RALEIGH, N.C. -- North Carolina's crime lab has found dozens more cases of mishandled blood evidence, adding to an already extensive review of years-old files, prosecutors said Tuesday.
District attorneys from around the state are preparing to reassess the 75 new cases in the coming months. Prosecutors have already analyzed some 150 cases as part of an inquiry last year, and they contend each conviction was appropriate because of other evidence such as confessions, eyewitnesses and ballistics.
"There was additional overwhelming evidence in every one of them," said Peg Dorer, executive director of the North Carolina Conference of District Attorneys.
Dorer said SBI officials notified the prosecutors last week about the new 75 cases. SBI leaders didn't respond to requests for comment.
Defense attorneys questioned the reliability of the review led by prosecutors. Diane Savage, a lawyer who has focused on crime lab issues for years, said prosecutors can't know how a jury would respond if it learned about improperly handled evidence.
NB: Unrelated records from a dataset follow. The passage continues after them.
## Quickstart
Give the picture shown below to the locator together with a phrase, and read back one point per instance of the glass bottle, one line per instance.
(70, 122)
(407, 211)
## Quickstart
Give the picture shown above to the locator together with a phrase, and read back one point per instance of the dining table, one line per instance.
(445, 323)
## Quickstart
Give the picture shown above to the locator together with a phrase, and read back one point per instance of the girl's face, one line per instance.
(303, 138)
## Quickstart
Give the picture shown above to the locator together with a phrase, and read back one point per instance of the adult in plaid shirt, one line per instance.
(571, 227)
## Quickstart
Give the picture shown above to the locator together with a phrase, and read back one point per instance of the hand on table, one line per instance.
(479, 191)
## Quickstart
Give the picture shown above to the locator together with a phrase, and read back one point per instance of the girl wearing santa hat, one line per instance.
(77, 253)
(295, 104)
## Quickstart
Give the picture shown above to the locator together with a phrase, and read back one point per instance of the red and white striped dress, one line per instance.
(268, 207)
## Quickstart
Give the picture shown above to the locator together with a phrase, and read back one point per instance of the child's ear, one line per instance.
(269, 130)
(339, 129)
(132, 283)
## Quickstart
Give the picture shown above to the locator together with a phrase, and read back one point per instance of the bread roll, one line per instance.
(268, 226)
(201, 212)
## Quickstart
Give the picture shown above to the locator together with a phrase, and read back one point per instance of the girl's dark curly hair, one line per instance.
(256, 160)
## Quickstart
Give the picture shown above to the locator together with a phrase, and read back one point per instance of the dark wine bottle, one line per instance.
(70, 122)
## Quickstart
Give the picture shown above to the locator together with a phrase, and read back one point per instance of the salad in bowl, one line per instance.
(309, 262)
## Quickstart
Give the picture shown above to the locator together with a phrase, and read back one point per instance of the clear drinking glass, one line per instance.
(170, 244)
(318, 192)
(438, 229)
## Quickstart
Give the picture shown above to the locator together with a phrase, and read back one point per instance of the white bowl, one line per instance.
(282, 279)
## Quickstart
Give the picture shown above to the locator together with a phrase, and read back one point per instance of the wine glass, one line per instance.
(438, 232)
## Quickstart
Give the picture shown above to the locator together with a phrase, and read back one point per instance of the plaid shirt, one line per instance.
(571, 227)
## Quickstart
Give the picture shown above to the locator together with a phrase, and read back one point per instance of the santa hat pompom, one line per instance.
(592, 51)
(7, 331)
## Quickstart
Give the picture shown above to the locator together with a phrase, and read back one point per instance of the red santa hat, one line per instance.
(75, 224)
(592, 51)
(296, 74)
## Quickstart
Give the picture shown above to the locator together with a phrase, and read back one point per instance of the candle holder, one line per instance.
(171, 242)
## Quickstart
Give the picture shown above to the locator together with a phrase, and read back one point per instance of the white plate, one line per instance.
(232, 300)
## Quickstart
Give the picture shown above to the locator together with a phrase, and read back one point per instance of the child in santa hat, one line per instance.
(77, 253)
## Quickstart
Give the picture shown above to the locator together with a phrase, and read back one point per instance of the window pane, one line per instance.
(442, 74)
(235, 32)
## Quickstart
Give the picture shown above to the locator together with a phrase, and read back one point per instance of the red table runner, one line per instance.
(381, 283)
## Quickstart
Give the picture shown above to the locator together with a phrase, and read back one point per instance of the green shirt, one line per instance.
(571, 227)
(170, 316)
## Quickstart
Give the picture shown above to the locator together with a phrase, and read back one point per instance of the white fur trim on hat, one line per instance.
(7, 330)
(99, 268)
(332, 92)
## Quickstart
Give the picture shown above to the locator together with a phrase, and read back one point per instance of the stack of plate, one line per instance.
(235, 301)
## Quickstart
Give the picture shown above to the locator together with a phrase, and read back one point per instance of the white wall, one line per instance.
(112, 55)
And she noted that confessions and eyewitness testimony aren't always reliable.
"To me it seems like a complete whitewash," Savage said.
The case that triggered the SBI review in the first place was based in part on the mishandled blood evidence and unreliable eyewitness testimony. Greg Taylor was exonerated last year after being wrongly imprisoned nearly 17 years for a murder conviction.
During Taylor's innocence hearing, an SBI agent testified that agents were told to write in lab reports that evidence gave chemical indications for the presence of blood when the first test for blood came back positive. Agent Duane Deaver said agents were told to use that language even when a follow-up test was negative.
Deaver is linked to the five most egregious violations of blood evidence handling, and last year's SBI audit accused him of overstating or falsely reporting test results.